What signalled the end of this disastrous period was the much awaited, highly acclaimed unanimous judgment of the Supreme Court which ruled that the President’s proclamation dissolving Parliament with effect from November 09, 2018 was unconstitutional and thus invalid.
In addition, the interim order of the Court of Appeal on Quo warrento applications, questioning the legality/authority of the appointments of Mahinda Rajapaksa as Prime Minister and the others appointed as ministers of the new Cabinet by the President, prohibited them from performing any functions in their impugned offices.
The rulings caused the new appointee Mahinda Rajapaksa to resign his office, paving the way for the President to appoint Ranil Wickremesinghe as prime minister and later sworn in the new Cabinet, even though he publicly declared that he is doing so against his personal and political conscience.
This situation renders the confirmation of the pending Quo Warranto cases futile and a non-event as the PM and ministers whose appointments are impugned have “vacated office” and the nation eagerly awaits the next public issue: “The liability and viability of President Maithripala Sirisena being impeached”.
It is an undisputable fact that this situation was brought about by a series of questionable decisions taken and implemented by President Sirisena. They were resisted firmly by Speaker Karu Jayasuriya and the majority in the Parliament.
Although it is apparent from the unanimous Supreme Court judgment that the President has violated the Constitution of Sri Lanka, in issuing a proclamation dissolving Parliament, the pros and cons should be briefly examined regarding the constitutionality and legitimacy of his actions, beginning with the removal of the Prime Minister Ranil Wikremesinghe on October 26. Each of these actions warrants a brief but separate analysis.

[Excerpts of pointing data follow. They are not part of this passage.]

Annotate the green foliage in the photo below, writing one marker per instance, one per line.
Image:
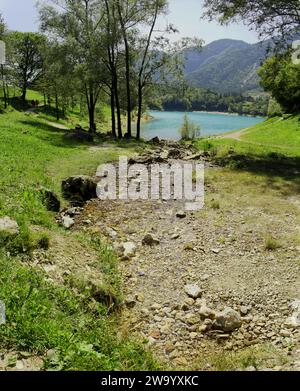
(82, 334)
(282, 78)
(186, 98)
(274, 109)
(272, 244)
(189, 130)
(271, 18)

Removal of Prime Minister Wikremesinghe and appointing Rajapaksa in his place
The President (on expert legal advice) claimed he had acted in terms of the Constitution’s Art 42(4) which says that the President can appoint as prime minister “any MP who in his opinion commands the confidence of the majority in Parliament”
The President’s legal experts claim that this is a matter entirely within the President’s discretion and no one (not even the Speaker or the Supreme Court) can question his decision.
The issue that invariably arises is when and in what situation can the President make this appointment under Art 42(4)?
Art. 48 (1) says; on the prime minister’s removal, resignation or ceasing to hold office, the President can exercise the above power of appointing a PM.
Next issue is how can this power be exercised?
The stipulated condition is “the MP who, in his opinion, commands the majority in parliament”.
But, in exercising his discretion, the President cannot act arbitrarily according to his personal consideration. He is bound to take this decision according to “objective standards”
It is so because the power of the President has to be exercised subject to his RESPONSIBILITY TO PARLIAMENT [Art 33 (A)].
Art 33A of the Constitution (introduced by the 19th Amendment) says, “In the due exercise of his powers conferred by the Constitution and Laws pertaining to National Security the President is RESPONSIBLE TO PARLIAMENT.
This is the operative provision which supersedes and limits the otherwise excessive powers of the Executive President.
This responsibility would have surely compelled the President to accept the fact that Prime Minister Wikremesinghe won the confidence of the majority in Parliament in April 2018.
Proroguing parliament and swearing in a new PM
Though unquestionably the power of proroguing parliament is within the President’s constitutional power, the political climate and the background in which such act was committed reeks of mala fides.
As it was disclosed later, his ulterior motive was to obtain time for the newly appointed Prime Minister Rajapaksa and his cabinet to win over the support of a minimum of 113 MPs and prove the majority. This act, though apparently legitimate, would be regarded as “undemocratic” by the world community.
When the pressure mounted on the Speaker, he stood firm as Parliament’s custodian and asserted the supremacy and dignity of Parliament and democracy. This compelled the President to issue another proclamation summoning Parliament on December 7.
What transpired in Parliament after the vote of no-confidence was passed “by voice vote” and the ugly incidents which shocked the conscience of all law-abiding and civic-minded community is best forgotten.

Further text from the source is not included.